The Ark was portable, and went with the Israelites in battle and on retreat from fierce enemies.  When Joshua crushed Jericho, by walking seven times around the city, and then sounding trumpets, the Ark led the procession. Homes where the Ark was protected received special blessings. A small subset of Levites were allowed to go before the Ark, where God’s special presence was reserved. The wrong folks died if they got too close or touched the Ark.

The Temple

The Ark was brought to Jerusalem when King David designated this holy city as his capital in 866 BC. David was denied the privilege, because too much blood had stained his hands. David’s son, King Solomon, built the first Temple in Jerusalem in 825 BC.  In the midst of the Temple, a sanctuary room called “The Holy of Holies” was prepared, in which the Ark was placed. When the priests placed the Ark in the Holy of Holies, a cloud of witnesses signaled God’s presence. Solomon’s Temple stood for 400 years.
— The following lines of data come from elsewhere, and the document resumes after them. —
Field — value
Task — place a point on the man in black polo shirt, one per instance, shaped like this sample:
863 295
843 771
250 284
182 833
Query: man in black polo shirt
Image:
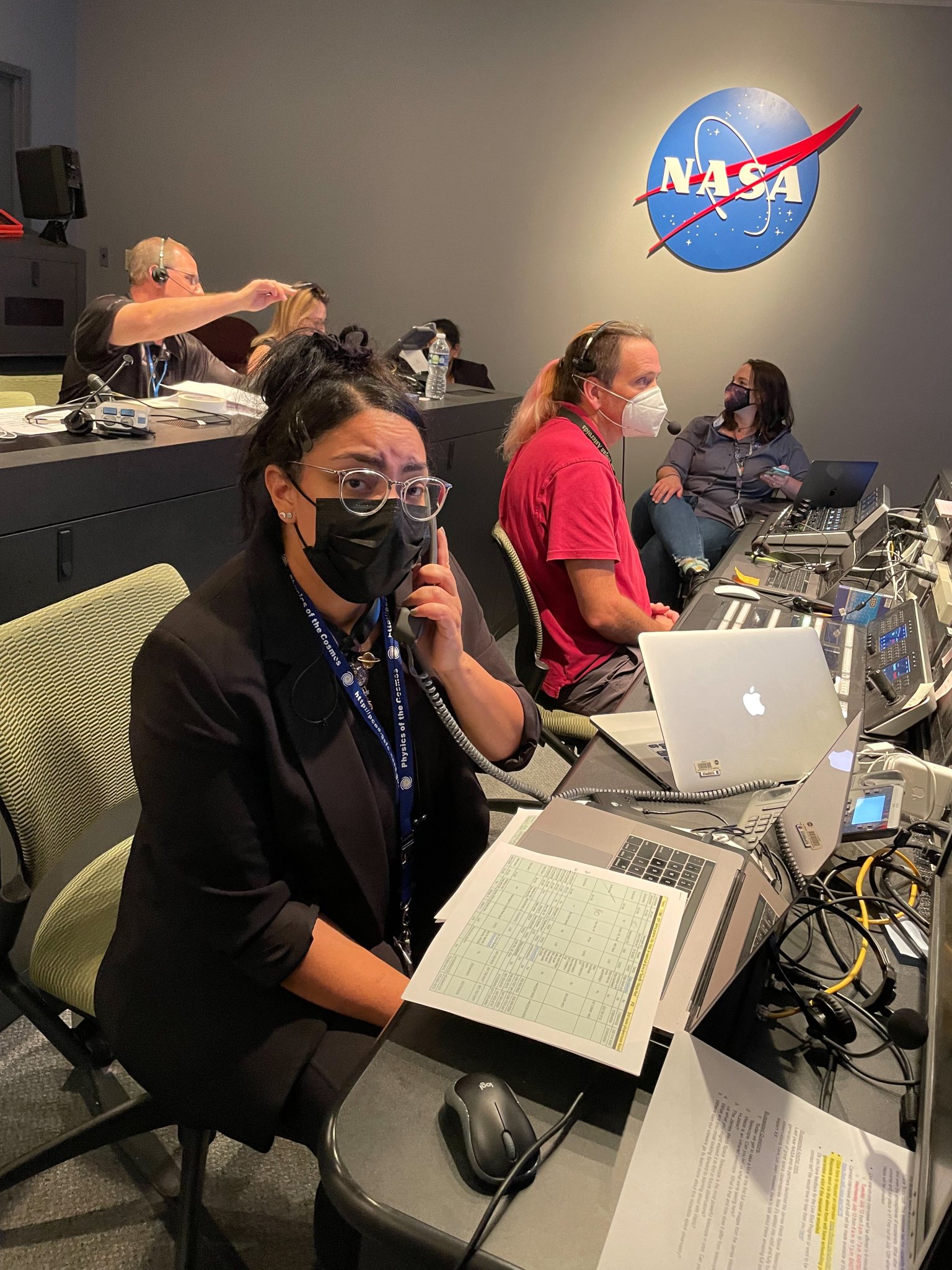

The Babylonians burned the temple to the ground in 423 BC. What happened to the Ark remains unknown. Some say tunnels were built by Solomon to enable safe hiding in case of war.  After a series of conquerors, the Temple was rebuilt in 352 BC, during the reign of the Persian ruler, Cyrus the Great. The new “Holy of Holies” was an empty chamber, though filled with God’s presence. The Temple was the center of sacrifice, daily offerings to God to repent of the sins of the Jewish people. Each family made a pilgrimage to Jerusalem to offer sacrifice for the sins of their family once a year at the Passover. Today, in synagogues around the world, a tabernacle reserves scrolls of the Torah, which are pulled out for readings during the service.

During Herod’s rule the Temple was expanded, beginning in 20 BC. This is where Mary was presented at the Temple, and where the young Mary was selected among the holy maidens, under age 12, to sew the veil of the Temple.  A two-layered veil hid the Holy of Holies, which only the High Priest entered once a year on the Day of Atonement (Yom Kippur).

This was the Temple of the Holy Family’s visited at the annual Passover pilgrimage, where they “found” Jesus at age 12, after he was “lost” for three days. The veil was torn in two at the Crucifixion, signaling God’s presence in our midst. Nothing veils God’s presence to His Creation once the Son is born among His people. And His blood sacrifice is sufficient to forgive the sins of the world.

After another 400 years, that second Temple, built by Cyrus, was destroyed by the Romans in 70 AD in the mist of The Great Revolt. Jesus foretold the destruction of the temple 42 years earlier, when he died on the Cross in 28 AD. Efforts to rebuild a physical temple in Jerusalem have failed.

Jesus and the Temple

Jesus spoke with authority in the Temple, even at a young age. He turned over the tables of the money-changers, decrying the corruption of His Father’s house. Jesus and his Disciples were in Jerusalem, near the Temple, when they rented a room to celebrate the Passover, which became the Last Supper. The Passover was completed when Jesus was on the Cross.

Jesus presented, at the Last Supper (and First Eucharist) His Body and Blood in the blessing he shared with the 12, and which we participate in during Mass. Jesus’ presence remains in the Tabernacle in each Catholic Church, where His Body is reserved in the Eucharist. A candle shines perpetually to remind us of His Presence.



We are His Temple

When we partake of His Body and Blood, Jesus dwells within us. We carry His Presence everywhere we go, just like the Israelites of old carried the Ark of the Covenant into battle with them.

Just as the tiniest crumb of the Eucharist or the slightest drop of the Sacred Blood contains the wholeness of Jesus, so we, though small and broken, house Jesus and transport Him throughout the world. Indeed we “are not our own.”